There is a familial risk of cancer and there are two main forms:
Hereditary Non-Polyposis Colorectal Cancer (HNPCC) and Familial adenomatous polyposis (FAP).
FAP have mutations in the APC tumour suppressor gene. The clinical pattern is that there are over 100 adenomas in the colon by the age of 30- by 45 they have developed colorectal cancer.
HNPCC is a mutation in mismatch repair. In DNA replication sometimes there are random slips in the bases, in HNPCC there is no mechanisms to correct these slips. MMR mutation can also be indicated in other kinds of cancer. The cancer usually develops in the right side of the colon and there may be a Crohn's type reaction.
The criteria for diagnosis are Bethseda and Amsterdam 1 and 2. Small errors in the genome are not repaired and there tends to be two hits in the MMR gene- MLH1 and MSH2 are usually the ones affected. The chromosomal loss or MMR instability affects many areas.
Inflammatory bowel disease can predispose to cancer. The risk of cancer depends on the duration of time you have had the inflammatory bowel disease. There is an increased risk of 18% after 30 years. Anything that changes the colon cells can promote colorectal cancer.
Risk factors:
Older age
Male
Cholecystectomy
Uretocholic anastamosis
Female hormonal factors
Red meat/Processed meat
Calcium
Sedentary
Obesity
Diabetes
Radiation
Alcohol
History of polyps
Previous colorectal/small bowel/ breast cancer
Colorectal cancer develops in a series of histological stages characterised by mutations in different oncogenes and tumour suppressor genes. For example, hyperplasia, adenoma and then carcinoma. There are usually around 4-6 mutations that occur to develop into a malignancy.

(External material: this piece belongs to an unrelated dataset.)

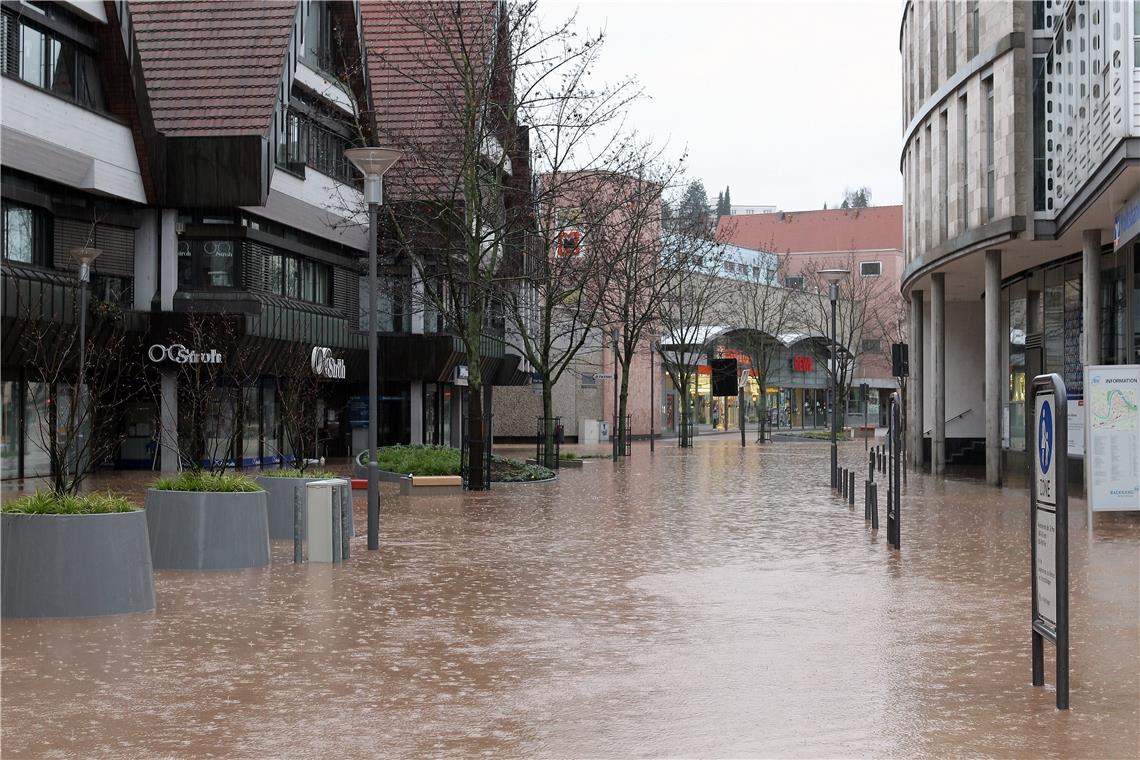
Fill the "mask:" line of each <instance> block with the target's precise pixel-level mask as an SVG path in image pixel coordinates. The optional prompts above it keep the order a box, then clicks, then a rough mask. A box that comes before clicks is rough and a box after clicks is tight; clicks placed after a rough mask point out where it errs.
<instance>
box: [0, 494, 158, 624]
mask: <svg viewBox="0 0 1140 760" xmlns="http://www.w3.org/2000/svg"><path fill="white" fill-rule="evenodd" d="M0 509H2V514H0V523H2V524H0V540H2V547H0V553H2V555H0V564H2V571H0V575H2V589H0V607H2V611H0V614H2V615H3V616H5V618H78V616H86V615H109V614H121V613H128V612H149V611H152V610H154V575H153V573H152V565H150V545H149V541H148V540H147V520H146V513H145V512H143V510H141V509H139V508H138V507H137V506H136V505H135V504H132V502H130V501H128V500H127V499H124V498H122V497H120V496H114V495H111V493H84V495H79V496H75V495H58V493H55V492H54V491H40V492H38V493H33V495H31V496H25V497H23V498H18V499H11V500H8V501H5V504H3V505H2V507H0Z"/></svg>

- k-Ras mutations are found in 35% of cancers as it increases cell growth.
- TGF-B pathways trigger SMAD2/4 which encode proteins that cause apoptosis (chromosome 18)- 60% of colorectal cancer has this. SMAD4 is indicated in juvenile polyposis.
- WNT- B-catenin pathway - B-catenin causes the cell to move into S phase and so there is more proliferation. The WNT usually signals the cell to inhibit APC (TSG) which usually suppresses B-catenin. The lack of suppression leads to the proliferation.
In carcinogenesis there needs to be genomic instability. Normal cells stop moving forward in the cell cycle if there's damage, so losing p53 is very important in lots of cancers invading. The cell cycle retardation is not occuring.
Chemotherapy is used in colorectal cancer. In people around age 60, if less nodes are involved this is much more effective. As there are more nodes involved this becomes less effective. The chemotherapy regime changes from 5-FU. Surgery may be used to try and remove the cancer. However, when it has metastasised this will be less useful.